Gershwin: Porgy and Bess (highlights)

Kenneth Alwyn conducting orchestra and chorus, with Lawrence Winters, Isabelle Lucas, Ray Ellington, and others; Heliodor HS-25052 (stereo) and H-25052

This is Porgy by a roundabout route, for the recording was made in England, though with Lawrence Winters, the most renowned recent exponent of the role, providing the needed authenticity. Indeed, the performance as a whole is surprisingly strong, with Ray Ellington a rascally Sportin’ Life and Isabelle Lucas a sweet-voiced Bess. Most of the familiar highlights are here, but even more could have been included had not space been wasted on the rather scrappy overture and a totally unnecessary orchestral postlude after the “I’m on my way” finale.

Stars of the Silver Screen, 1929-1930

John Boles, Dolores del Rio, the Duncan Sisters, Gloria Swanson, Lupe Velez, and others; RCA Victor LPV538 (monaural)

Not everything is pure gold in this sampling of Victor s vintage files of 1929-1930. Some of it is, rather, sheer brass‚ as in Sophie Tucker’s “He’s a Good Man to Have Around” and George Jessel’s “My Mother’s Eyes.” But almost everything is calculated to start the nostalgia flowing, with an ease that only Pavlov’s dog could appreciate.
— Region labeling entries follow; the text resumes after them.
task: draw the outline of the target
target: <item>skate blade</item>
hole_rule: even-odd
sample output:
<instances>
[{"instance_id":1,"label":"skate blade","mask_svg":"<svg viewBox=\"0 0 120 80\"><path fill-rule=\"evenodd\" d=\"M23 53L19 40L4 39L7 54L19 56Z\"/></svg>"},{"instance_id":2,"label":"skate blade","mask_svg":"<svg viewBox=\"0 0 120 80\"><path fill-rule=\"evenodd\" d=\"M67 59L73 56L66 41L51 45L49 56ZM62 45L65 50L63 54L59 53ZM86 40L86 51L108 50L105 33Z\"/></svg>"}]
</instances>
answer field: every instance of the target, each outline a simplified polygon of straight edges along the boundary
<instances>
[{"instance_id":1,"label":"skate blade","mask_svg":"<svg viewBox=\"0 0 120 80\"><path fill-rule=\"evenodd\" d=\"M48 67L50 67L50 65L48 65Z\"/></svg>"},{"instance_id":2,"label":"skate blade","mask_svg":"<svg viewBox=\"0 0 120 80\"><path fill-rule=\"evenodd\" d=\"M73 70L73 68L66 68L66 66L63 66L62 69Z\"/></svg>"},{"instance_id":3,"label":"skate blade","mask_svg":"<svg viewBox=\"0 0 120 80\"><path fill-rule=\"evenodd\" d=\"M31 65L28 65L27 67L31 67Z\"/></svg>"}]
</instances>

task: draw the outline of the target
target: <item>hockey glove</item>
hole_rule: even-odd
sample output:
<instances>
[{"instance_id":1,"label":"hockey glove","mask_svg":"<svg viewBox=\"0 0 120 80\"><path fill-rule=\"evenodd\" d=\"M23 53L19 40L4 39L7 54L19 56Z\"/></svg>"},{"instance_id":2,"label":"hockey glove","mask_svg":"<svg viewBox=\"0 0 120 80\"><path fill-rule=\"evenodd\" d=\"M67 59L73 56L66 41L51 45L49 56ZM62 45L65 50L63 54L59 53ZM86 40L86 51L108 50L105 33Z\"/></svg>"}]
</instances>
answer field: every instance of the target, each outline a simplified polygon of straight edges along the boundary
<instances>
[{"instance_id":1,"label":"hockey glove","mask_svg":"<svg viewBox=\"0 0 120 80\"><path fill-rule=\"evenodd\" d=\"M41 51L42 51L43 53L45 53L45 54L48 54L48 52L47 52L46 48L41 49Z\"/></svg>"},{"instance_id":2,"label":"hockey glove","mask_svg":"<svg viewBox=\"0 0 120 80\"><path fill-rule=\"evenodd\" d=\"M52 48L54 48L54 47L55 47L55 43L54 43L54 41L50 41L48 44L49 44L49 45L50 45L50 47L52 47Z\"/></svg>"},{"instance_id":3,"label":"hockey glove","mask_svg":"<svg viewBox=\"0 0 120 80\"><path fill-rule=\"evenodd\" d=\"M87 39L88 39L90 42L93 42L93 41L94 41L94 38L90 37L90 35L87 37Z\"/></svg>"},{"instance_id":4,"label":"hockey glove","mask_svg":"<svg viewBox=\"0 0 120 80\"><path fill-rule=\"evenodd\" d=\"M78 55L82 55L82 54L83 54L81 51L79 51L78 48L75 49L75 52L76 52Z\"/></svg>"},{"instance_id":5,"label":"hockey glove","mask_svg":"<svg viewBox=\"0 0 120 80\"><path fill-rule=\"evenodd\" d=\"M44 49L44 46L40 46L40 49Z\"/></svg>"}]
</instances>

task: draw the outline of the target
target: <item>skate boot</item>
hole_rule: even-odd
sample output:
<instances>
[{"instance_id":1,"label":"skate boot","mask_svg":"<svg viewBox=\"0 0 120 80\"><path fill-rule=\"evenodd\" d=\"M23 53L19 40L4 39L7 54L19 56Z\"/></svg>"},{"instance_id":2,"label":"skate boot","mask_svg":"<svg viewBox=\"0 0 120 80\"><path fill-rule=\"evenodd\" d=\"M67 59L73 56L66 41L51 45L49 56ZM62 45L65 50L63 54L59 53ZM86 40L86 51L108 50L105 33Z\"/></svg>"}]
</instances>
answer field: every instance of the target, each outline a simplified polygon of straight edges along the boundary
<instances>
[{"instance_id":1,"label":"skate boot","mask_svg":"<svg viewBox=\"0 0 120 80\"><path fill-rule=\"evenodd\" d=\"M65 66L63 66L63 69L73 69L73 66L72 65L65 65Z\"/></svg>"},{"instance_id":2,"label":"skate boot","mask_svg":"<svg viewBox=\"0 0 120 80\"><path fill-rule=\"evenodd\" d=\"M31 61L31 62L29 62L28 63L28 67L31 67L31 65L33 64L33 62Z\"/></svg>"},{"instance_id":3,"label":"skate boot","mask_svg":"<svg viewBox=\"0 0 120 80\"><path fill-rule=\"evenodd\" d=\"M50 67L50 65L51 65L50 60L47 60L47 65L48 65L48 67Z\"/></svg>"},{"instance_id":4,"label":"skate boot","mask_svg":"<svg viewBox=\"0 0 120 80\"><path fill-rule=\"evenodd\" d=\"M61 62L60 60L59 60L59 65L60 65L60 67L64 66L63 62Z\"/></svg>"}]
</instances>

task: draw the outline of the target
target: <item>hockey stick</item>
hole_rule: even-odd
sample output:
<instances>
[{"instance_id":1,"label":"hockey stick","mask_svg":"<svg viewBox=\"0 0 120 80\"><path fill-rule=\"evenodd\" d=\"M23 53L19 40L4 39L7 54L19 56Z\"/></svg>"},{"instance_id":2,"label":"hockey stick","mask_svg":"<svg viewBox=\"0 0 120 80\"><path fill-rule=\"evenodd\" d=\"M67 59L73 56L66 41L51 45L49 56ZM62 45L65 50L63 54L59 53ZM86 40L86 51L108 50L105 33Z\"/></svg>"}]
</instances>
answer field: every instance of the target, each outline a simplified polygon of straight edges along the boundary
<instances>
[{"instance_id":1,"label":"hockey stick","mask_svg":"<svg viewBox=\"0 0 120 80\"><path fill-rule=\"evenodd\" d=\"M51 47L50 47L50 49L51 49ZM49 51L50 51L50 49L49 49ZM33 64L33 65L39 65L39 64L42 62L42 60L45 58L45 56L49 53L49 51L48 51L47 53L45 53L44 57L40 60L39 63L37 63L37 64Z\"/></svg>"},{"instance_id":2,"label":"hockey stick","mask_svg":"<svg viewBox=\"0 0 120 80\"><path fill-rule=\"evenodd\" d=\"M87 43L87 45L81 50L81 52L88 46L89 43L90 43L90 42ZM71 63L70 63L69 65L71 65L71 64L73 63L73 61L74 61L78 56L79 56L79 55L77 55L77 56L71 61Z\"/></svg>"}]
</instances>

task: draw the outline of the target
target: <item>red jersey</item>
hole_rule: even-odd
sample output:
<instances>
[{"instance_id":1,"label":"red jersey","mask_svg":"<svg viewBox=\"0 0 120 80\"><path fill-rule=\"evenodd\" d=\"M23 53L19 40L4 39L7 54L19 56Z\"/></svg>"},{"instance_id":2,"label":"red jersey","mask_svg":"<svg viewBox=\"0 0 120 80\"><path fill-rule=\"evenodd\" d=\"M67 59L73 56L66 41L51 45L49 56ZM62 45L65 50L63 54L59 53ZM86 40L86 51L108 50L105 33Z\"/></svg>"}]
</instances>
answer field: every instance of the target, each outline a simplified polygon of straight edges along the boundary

Dolores del Rio almost makes one weep over “Ramona” (still a good song, that); Gloria Swanson pipes her way through “Love, Your Magic Spell Is Everywhere”; Charles King delivers a light and tripping “Broadway Melody”; Helen Kane squeaks out “He’s So Unusual.” One thing about popular singers of those days: you certainly could tell them apart. The worst song in the collection, and it’s so bad it’s easily worth preserving, is something called “Mr. and Mrs. Sippi,” a perfectly atrocious imitation of “OI’ Man River,” which Everett Marshall‚ who had a fine baritone voice, pours out in stentorian style.

A Régine Crespin Song Recital

Régine Crespin, soprano, with John Wustman, pianist; Angel S-36405 (stereo) and 36405

In an era when sopranos are supreme, Régine Crespin manages to retain a niche as one of the most versatile and vibrant practitioners of the craft. In this collection she ranges through Schumann’s Liederkries cycle and a group of French songs by Fauré and others. Some French singers have an uncanny affinity for German lieder, and Crespin’s Schumann certainly marks her as of this select group. Among the French songs, I made at least one discovery, a suave and charming Creole lullaby by Henri Sauguet from an opéra bouffe called Le Plumet du colonel. Miss Crespin sings it beautifully, as she does almost everything else on the record.